在PHP中,您可以通过在变量中调用它们的名称来调用函数。
function myfunc(){ echo 'works'; }
$func = 'myfunc';
$func(); // Prints "works"
But, you can't do this with constants.
但是,你不能用常数做到这一点。
define('func', 'myfunc');
func(); // Error: function "func" not defined
There are workarounds, like these:
有一些解决方法,如下所示:
$f = func;
$f(); // Prints "works"
call_user_func(func); // Prints "works"
function call($f){ $f(); }
call(func); // Prints "works"
The PHP documentation on callable says:
关于callable的PHP文档说:
A PHP function is passed by its name as a string. Any built-in or user-defined function can be used, except language constructs.
PHP函数的名称作为字符串传递。除语言结构外,可以使用任何内置或用户定义的函数。
There seems to be nothing about constant values not being callable.
似乎没有关于常量值不可调用的内容。
I also tried to check it, and of course,
我也尝试检查它,当然,
var_dump(is_callable(func));
prints bool(true).
Now, is there an explanation as to why is it this way? As far as I can see all the workarounds rely on assigning the constant value to a variable, by why can't constant be called?

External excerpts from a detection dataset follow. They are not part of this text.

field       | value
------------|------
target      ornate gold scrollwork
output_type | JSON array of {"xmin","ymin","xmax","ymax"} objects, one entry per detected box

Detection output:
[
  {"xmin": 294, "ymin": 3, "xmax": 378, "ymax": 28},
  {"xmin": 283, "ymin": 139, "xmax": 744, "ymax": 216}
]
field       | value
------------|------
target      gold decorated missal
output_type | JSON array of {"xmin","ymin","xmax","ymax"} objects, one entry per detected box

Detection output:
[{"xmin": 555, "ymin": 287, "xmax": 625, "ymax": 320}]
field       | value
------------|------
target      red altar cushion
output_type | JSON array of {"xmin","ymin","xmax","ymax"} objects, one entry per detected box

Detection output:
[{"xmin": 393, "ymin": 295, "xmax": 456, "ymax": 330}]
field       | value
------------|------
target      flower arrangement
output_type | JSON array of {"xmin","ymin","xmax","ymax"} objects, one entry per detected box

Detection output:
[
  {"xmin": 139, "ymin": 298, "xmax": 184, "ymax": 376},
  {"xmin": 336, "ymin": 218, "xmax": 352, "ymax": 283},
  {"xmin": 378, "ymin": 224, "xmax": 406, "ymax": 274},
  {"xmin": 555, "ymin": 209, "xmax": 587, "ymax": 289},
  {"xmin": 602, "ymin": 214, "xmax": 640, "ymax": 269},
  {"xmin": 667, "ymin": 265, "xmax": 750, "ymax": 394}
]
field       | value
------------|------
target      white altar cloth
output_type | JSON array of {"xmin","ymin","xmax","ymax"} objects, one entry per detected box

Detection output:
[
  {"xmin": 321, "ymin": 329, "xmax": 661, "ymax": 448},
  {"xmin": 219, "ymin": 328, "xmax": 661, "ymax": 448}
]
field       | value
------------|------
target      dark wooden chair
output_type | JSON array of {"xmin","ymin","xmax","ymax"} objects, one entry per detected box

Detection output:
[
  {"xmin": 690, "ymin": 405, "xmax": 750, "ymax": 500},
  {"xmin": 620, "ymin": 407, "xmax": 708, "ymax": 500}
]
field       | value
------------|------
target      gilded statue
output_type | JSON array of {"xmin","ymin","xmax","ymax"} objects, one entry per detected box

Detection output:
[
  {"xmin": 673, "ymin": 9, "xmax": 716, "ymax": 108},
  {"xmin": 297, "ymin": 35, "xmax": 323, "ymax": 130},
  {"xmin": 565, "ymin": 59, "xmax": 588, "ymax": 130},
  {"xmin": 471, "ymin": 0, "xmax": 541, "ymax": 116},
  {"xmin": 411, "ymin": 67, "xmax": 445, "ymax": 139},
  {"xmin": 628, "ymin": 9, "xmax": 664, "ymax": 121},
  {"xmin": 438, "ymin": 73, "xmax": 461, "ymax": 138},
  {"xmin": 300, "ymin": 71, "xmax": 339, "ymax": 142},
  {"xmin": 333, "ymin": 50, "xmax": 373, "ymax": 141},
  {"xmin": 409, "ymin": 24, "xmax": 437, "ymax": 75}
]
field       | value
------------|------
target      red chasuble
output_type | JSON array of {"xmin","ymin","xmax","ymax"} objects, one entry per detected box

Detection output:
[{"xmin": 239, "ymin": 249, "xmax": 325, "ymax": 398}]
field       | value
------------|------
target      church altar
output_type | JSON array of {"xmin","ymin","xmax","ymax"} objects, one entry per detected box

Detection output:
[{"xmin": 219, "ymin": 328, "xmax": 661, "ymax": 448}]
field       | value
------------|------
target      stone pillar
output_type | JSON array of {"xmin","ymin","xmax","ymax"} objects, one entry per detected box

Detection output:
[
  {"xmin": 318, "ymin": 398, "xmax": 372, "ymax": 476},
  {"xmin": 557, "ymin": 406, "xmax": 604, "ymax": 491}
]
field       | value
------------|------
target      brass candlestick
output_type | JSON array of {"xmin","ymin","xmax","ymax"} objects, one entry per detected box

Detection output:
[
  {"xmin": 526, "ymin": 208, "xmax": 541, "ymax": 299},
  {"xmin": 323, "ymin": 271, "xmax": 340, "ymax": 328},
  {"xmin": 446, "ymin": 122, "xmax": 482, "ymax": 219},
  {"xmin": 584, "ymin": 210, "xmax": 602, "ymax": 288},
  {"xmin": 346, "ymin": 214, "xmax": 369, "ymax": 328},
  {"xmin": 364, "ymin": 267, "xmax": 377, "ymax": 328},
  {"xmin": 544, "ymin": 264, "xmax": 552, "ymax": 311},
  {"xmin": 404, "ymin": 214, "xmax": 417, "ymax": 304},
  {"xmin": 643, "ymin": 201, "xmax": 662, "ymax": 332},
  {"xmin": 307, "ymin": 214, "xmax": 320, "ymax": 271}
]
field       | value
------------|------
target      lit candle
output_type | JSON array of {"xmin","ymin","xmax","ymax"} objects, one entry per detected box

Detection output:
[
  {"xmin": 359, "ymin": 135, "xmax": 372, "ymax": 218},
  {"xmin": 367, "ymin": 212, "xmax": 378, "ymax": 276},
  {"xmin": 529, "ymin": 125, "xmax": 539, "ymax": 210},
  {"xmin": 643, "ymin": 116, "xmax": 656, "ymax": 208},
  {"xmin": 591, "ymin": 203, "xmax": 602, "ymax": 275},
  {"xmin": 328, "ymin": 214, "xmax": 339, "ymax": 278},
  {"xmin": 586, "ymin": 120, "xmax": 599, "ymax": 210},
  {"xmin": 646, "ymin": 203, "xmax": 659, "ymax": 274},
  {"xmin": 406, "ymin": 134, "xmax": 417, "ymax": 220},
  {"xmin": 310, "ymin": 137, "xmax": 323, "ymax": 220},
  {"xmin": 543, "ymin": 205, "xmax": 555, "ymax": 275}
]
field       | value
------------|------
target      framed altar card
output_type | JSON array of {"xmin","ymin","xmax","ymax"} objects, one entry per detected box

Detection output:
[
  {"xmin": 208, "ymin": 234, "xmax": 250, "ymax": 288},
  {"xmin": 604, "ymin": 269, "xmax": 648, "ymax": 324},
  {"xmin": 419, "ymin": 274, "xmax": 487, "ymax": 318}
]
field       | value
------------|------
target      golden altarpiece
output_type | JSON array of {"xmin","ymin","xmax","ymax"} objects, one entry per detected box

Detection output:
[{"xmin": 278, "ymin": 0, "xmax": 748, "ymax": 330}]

现在,有没有解释为什么会这样?据我所知,所有的变通方法都依赖于为变量赋值常量,为什么不能连续调用?
And again, just to make it super clear, I don't need a way to call the function, I even presented some there. I want to know why PHP doesn't allow calling the function directly through the constant.
再说一次,为了让它变得非常清晰,我不需要一种方法来调用函数,我甚至在那里展示了一些。我想知道为什么PHP不允许直接通过常量调用函数。
2 个解决方案
#1
1
Since you asked for the why/reason I guess the only answer (which will probably not satisfy you) is:
Because it hasn't been proposed, discussed and accepted on https://wiki.php.net/rfc .
既然你问的原因/原因我猜唯一的答案(可能不会让你满意)是:因为它没有在https://wiki.php.net/rfc上提出,讨论和接受。
#2
0
When trying to call a constant as a function, like so:
当试图将常量作为函数调用时,如下所示:
define('FUNC', 'myFunction');
function myFunction()
{
echo 'Oh, hello there.';
}
FUNC(); // Fatal error: Call to undefined function FUNC()
Will cause the PHP Interpreter to expect a function called FUNC. Hence the error Fatal error: Call to undefined function FUNC()
将导致PHP解释器期望一个名为FUNC的函数。因此错误致命错误:调用未定义函数FUNC()
Despite the type of the constant FUNC being callable, calling it as a function won't work. Simply because PHP expects a function named FUNC.
尽管常量FUNC的类型是可调用的,但将其作为函数调用将不起作用。只是因为PHP需要一个名为FUNC的函数。
So without a workaround, you won't be able to call a function directly through a constant.
因此,如果没有解决方法,您将无法通过常量直接调用函数。
#1
1
Since you asked for the why/reason I guess the only answer (which will probably not satisfy you) is:
Because it hasn't been proposed, discussed and accepted on https://wiki.php.net/rfc .
既然你问的原因/原因我猜唯一的答案(可能不会让你满意)是:因为它没有在https://wiki.php.net/rfc上提出,讨论和接受。
#2
0
When trying to call a constant as a function, like so:
当试图将常量作为函数调用时,如下所示:
define('FUNC', 'myFunction');
function myFunction()
{
echo 'Oh, hello there.';
}
FUNC(); // Fatal error: Call to undefined function FUNC()
Will cause the PHP Interpreter to expect a function called FUNC. Hence the error Fatal error: Call to undefined function FUNC()
将导致PHP解释器期望一个名为FUNC的函数。因此错误致命错误:调用未定义函数FUNC()
Despite the type of the constant FUNC being callable, calling it as a function won't work. Simply because PHP expects a function named FUNC.
尽管常量FUNC的类型是可调用的,但将其作为函数调用将不起作用。只是因为PHP需要一个名为FUNC的函数。
So without a workaround, you won't be able to call a function directly through a constant.
因此,如果没有解决方法,您将无法通过常量直接调用函数。